Implementation Considerations

The evaluation harness was applied to over 700,000 IDE instances across various programming languages, building a comprehensive dataset for testing LLM performance in documentation and bug-fixing tasks.

  • Data Collection: Method selection involves ensuring code files are syntactically complete and utilize popular frameworks (e.g., npm for JavaScript).
  • Test Case Generation: The system generates evaluation-specific test cases, such as methods documented or affected by static analysis errors.
  • Model Comparison: The paper reports comparative results for the tested models, revealing insights into LLMs' strengths and weaknesses across different programming tasks.

Results

The paper highlights differences in performance between GPT-4, GPT-3.5, and Code Llama:

  • GPT-4: Generally outperforms GPT-3.5 and Code Llama in documentation tasks but struggles with more complex bug-fixing scenarios due to its nuanced approach, which can introduce new issues.
  • GPT-3.5: Achieves high syntax completeness, occasionally succeeding by opting for rudimentary solutions, as observed in bug-fixing tasks.
  • Code Llama: Lags behind the GPT models, especially in tasks requiring comprehension across a wide code and context spectrum.

Insights and Improvements

The framework provides actionable insights for improving LLM integration:

  • Enhancing prompts for accuracy and reducing over-fitted solutions.
  • Providing precise instructions within IDE integrations, leading to improved model compliance with instructions.

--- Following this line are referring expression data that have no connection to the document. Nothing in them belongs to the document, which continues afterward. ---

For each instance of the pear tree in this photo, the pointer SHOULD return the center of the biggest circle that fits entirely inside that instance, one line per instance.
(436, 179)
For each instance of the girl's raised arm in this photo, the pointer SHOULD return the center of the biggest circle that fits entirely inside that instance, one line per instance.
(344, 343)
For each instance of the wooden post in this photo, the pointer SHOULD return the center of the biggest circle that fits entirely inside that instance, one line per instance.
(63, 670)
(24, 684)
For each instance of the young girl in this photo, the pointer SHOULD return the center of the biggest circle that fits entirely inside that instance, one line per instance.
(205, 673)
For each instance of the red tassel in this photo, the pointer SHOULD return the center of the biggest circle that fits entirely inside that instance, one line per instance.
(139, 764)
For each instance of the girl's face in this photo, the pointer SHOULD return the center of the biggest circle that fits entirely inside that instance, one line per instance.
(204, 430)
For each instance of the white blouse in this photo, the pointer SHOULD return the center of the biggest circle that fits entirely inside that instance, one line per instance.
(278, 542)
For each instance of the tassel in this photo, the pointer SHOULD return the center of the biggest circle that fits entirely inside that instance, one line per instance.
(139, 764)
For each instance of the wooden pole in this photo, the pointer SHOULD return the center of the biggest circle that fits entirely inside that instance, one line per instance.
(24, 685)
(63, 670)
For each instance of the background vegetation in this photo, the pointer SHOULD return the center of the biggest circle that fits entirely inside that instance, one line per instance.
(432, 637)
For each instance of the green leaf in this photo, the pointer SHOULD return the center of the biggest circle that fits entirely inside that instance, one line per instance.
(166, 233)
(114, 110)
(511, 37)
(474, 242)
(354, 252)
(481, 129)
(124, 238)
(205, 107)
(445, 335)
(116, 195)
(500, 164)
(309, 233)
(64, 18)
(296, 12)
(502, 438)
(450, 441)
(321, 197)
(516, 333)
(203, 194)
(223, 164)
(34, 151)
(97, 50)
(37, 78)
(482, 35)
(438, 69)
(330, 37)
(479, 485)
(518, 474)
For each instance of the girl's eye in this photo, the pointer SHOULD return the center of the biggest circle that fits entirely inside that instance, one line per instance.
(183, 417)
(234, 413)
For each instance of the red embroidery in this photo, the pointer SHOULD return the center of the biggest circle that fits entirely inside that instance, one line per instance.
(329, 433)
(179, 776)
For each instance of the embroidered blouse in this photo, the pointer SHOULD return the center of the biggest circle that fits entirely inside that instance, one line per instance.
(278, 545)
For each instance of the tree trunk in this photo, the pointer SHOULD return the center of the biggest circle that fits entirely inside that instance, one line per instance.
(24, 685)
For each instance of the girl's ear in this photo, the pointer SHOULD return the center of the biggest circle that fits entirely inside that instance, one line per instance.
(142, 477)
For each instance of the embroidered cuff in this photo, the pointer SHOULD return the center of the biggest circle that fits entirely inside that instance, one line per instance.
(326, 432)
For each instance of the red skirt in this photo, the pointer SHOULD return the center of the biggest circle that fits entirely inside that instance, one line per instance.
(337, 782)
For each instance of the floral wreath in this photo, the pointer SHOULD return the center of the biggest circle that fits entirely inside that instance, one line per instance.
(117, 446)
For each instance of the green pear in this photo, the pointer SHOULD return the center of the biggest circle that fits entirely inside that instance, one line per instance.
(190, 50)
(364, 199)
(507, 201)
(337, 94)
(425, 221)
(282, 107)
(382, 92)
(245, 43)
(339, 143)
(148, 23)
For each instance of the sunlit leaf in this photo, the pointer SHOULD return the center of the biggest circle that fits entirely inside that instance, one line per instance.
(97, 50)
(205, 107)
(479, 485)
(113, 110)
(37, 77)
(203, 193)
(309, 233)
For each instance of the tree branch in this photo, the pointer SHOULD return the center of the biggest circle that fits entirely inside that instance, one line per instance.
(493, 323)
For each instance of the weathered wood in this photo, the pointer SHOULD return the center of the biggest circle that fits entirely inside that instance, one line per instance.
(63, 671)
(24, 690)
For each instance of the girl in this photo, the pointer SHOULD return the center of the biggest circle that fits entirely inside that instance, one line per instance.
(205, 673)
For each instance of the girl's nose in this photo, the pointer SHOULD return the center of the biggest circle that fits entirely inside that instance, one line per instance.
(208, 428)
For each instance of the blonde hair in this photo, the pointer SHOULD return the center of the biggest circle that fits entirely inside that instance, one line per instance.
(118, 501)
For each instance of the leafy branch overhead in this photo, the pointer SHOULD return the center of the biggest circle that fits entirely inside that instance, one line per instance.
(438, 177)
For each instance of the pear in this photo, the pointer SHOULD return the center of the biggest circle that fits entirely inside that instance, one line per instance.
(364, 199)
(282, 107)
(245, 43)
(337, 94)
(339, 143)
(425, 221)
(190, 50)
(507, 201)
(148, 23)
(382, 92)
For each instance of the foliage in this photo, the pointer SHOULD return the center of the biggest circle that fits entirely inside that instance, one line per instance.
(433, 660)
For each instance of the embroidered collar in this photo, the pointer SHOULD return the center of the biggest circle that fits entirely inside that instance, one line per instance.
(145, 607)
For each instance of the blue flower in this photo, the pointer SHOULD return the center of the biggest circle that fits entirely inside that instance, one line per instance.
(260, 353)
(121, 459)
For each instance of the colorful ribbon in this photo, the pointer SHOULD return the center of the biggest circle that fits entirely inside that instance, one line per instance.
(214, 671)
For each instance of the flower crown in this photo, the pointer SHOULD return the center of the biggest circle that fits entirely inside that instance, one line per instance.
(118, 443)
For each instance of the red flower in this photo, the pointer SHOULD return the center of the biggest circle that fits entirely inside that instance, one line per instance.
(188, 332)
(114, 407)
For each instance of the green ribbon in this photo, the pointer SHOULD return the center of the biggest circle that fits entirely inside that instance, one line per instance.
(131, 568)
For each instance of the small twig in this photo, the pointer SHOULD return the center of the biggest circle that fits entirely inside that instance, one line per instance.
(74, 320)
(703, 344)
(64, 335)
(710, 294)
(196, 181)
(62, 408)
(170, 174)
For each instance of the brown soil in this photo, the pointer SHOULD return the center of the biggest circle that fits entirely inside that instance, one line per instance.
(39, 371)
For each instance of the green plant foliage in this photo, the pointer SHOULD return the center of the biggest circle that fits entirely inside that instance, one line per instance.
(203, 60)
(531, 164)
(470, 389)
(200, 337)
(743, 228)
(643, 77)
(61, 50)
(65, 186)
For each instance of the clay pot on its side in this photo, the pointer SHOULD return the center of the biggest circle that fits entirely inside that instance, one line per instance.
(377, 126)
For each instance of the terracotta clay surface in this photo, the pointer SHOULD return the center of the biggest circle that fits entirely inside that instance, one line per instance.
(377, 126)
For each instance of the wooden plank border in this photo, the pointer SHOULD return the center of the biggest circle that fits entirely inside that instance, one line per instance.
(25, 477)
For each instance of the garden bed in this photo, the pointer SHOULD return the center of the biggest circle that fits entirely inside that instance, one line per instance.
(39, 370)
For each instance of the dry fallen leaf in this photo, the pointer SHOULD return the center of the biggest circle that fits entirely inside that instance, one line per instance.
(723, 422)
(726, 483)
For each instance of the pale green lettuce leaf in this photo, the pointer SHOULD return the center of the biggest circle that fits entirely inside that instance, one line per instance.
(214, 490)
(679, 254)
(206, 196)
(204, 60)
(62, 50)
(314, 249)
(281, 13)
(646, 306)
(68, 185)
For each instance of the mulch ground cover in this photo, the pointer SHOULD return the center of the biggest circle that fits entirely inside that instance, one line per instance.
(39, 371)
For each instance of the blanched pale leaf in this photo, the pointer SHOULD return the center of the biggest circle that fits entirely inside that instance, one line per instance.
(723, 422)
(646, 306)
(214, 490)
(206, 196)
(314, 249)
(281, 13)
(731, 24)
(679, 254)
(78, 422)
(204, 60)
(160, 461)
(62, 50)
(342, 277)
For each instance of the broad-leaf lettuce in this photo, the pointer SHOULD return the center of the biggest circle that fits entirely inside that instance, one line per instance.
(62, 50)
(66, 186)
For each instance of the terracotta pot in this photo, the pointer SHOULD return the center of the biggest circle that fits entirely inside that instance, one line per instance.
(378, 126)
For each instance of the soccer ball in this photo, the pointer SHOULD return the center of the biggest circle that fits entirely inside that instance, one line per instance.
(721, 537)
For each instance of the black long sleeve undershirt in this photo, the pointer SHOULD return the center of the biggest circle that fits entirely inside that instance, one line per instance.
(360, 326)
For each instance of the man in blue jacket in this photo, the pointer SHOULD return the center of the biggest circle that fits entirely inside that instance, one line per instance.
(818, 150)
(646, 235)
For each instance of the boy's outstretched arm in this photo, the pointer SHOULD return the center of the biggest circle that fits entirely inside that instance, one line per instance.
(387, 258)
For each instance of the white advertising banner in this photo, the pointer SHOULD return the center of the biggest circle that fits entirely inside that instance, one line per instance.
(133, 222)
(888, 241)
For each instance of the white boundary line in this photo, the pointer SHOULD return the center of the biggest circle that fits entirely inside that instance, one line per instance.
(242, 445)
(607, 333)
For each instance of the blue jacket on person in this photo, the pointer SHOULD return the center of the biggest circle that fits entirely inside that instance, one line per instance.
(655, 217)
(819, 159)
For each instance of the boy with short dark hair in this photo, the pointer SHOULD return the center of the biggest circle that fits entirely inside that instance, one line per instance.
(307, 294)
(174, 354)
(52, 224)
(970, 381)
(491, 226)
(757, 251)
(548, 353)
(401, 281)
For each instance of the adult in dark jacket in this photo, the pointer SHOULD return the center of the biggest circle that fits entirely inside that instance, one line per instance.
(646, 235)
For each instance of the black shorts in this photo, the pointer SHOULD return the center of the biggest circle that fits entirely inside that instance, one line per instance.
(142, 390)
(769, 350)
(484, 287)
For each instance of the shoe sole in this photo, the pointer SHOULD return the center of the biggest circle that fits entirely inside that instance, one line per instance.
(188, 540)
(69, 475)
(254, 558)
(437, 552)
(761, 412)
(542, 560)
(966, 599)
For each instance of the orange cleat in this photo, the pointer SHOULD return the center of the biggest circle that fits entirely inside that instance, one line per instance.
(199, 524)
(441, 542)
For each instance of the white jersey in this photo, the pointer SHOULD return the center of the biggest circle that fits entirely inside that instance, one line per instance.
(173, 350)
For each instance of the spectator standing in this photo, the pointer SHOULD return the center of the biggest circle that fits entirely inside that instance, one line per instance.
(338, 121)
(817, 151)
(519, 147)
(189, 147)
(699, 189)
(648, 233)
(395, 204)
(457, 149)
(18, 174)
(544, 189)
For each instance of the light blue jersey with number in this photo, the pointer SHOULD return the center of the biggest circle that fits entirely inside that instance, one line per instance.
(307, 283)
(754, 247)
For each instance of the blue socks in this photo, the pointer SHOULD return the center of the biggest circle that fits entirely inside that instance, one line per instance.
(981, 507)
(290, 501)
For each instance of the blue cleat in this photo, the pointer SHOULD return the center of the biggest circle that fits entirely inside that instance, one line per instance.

Conclusion and Future Work

The Copilot evaluation harness establishes a robust framework for the evaluation of LLM-integrated IDEs, offering a systematic way to optimize these tools for real-world programming tasks. It highlights the necessity for detailed evaluation to fine-tune LLM parameters for superior integration results. Future work involves extending the harness for more comprehensive metric coverage and open-sourcing both the data and evaluation code for broader community usage.